There is something very special about being able to be quiet with someone else. Settling in and being able to be just present to life with them. Not feeling like you have to fill all your time with chatter, not feeling like something is wrong if for a while you don’t talk.

I get it. In a society so heavy with admonishments to always be doing something – or, at very least, consuming something – it’s easy to become uncomfortable without constant stimulation. For most of us, being quiet with ourselves is a nigh on unaccomplishable feat, let alone attempting quiet with other people. If we’re not constantly interacting physically or verbally, how will we avoid being boring? How will we keep the other person from thinking we’re bored of them? Even many spaces where silence is valued are focused almost solely on being silent with yourself. While that sort of silence is also really valuable, comfortable silence between two people is a particularly beautiful thing.

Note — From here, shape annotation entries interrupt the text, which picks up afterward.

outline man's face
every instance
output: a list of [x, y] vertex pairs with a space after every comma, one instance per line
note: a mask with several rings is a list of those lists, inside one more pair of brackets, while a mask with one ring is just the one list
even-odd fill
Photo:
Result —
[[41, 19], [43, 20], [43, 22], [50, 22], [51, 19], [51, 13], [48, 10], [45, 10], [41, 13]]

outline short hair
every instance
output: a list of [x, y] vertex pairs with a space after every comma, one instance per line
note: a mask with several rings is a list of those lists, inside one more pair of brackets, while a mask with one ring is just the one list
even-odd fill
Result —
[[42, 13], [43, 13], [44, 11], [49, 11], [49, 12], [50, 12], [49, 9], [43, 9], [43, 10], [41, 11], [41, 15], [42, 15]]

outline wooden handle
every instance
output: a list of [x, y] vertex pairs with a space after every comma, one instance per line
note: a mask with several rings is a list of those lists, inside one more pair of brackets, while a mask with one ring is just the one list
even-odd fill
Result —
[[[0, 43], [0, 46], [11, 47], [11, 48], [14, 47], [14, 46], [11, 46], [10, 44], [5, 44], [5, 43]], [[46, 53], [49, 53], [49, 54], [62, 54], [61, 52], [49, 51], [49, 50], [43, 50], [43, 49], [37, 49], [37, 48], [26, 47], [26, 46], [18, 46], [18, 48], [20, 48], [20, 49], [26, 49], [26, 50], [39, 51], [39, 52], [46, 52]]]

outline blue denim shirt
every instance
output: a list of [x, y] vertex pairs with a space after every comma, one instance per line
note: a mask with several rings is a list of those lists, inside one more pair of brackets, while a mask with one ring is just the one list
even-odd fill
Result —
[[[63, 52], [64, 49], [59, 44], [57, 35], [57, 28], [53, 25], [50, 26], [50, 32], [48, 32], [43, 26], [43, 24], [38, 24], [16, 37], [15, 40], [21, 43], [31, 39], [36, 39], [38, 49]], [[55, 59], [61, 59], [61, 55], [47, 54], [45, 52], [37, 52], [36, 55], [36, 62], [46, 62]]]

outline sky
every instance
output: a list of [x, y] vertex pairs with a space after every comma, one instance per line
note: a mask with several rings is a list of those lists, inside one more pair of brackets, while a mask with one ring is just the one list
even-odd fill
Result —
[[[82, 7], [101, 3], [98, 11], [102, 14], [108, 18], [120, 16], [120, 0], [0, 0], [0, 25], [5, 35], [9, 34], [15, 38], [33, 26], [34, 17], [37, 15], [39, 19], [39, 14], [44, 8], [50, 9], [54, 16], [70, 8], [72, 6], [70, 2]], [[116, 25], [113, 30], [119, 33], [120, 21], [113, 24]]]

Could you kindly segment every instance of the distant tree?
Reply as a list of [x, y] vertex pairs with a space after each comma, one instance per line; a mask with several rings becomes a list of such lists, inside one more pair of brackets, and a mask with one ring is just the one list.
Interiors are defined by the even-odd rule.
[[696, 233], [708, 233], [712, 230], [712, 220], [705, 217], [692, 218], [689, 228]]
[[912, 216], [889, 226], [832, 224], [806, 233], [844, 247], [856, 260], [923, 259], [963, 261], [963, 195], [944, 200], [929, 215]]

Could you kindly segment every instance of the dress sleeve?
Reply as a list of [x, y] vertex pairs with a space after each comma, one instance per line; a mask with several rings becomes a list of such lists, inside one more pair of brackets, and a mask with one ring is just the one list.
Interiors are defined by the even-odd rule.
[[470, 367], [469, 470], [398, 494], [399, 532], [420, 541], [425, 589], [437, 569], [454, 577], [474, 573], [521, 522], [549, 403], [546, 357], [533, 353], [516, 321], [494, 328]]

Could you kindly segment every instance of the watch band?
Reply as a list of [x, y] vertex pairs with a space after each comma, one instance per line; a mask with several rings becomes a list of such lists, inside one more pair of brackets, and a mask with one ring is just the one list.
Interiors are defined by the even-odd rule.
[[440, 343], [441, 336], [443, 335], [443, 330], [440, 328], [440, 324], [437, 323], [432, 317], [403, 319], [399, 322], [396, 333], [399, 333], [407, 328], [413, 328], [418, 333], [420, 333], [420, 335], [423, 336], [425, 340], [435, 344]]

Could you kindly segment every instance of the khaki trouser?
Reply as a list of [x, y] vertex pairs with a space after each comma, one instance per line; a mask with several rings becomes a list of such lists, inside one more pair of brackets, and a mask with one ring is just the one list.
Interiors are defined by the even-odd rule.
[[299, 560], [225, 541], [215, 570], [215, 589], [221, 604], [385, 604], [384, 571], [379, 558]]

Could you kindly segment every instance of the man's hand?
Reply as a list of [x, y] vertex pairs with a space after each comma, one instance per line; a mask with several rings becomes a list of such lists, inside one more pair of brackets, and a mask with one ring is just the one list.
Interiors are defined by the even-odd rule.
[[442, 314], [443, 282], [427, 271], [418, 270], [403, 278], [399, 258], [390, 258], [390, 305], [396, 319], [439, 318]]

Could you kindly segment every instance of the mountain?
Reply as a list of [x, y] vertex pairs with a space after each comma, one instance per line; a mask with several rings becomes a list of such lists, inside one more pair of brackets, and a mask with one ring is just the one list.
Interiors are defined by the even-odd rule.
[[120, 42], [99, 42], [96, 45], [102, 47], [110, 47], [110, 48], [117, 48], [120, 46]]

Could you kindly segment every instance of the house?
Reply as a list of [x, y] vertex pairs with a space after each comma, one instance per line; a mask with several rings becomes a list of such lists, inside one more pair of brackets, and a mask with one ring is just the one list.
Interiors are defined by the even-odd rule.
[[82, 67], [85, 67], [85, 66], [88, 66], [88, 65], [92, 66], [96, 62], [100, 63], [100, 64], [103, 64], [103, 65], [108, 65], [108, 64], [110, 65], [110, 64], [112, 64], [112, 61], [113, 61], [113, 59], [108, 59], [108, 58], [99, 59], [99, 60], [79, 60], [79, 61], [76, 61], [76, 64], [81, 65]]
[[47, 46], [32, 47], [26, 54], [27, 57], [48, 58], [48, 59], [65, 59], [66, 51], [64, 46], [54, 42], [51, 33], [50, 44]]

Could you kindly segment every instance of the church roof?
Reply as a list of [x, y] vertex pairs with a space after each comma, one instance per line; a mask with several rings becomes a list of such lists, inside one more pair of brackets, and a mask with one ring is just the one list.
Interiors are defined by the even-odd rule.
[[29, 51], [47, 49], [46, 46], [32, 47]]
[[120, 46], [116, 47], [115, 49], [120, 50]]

There is a closeness in comfortable silence between people, a feeling of being linked together in a way that is both before and beyond words. This silence is holy. It is the experience of existing with another person and feeling connected to them on a level that is inaccessible with only words. Among the more obvious examples of this are the moments just before sleep and just upon waking up, laying in bed with a lover and dreamily sensing one another, seeing one another as whole, beautiful beings. However, I think it is foolish to suggest that people must share a bed or, really, even a sexual relationship in order to have this type of intimacy.

As a culture we’re very used to thinking of intimacy as the sole province of romantic – or at very least, sexual – relationships. By extension, even when we reorient ourselves to view intimacy of that nature as holy, we do not always extend that view to the multitude of ways in which people are non-romantically/sexually intimate with one another. This I believe is a serious mistake. Of course it is necessary and important for us to move toward affirming a wide variety of sexual and romantic relationships, and of course we should make note of the holiness of physical, sexual intimacy, but can we really say that this is enough? What of those who are never partnered and those who have no desire to be? How does this framing fit with those who have more than one partner? Further, what damage might we do if we proclaim the importance and holiness of romantic and sexual relationships without being sure to note the divinity of friendship and genuine human care.

When we are able to be silent together I think we are more readily able to feel the Divine in one another. I know that that is true for me. I have felt the Divine – the feeling I know that I can call God – in the sleepy lulls of late night conversations and in moments of tear-stained silence in cars, living rooms, and counseling offices alike. I’ve felt it as I tip-toed around my sleeping friends, and while laying on a hill in the sun listening to music together. These moments are intimate, and they are holy. I would do a disservice to them, myself, and the Divine if I were to say otherwise.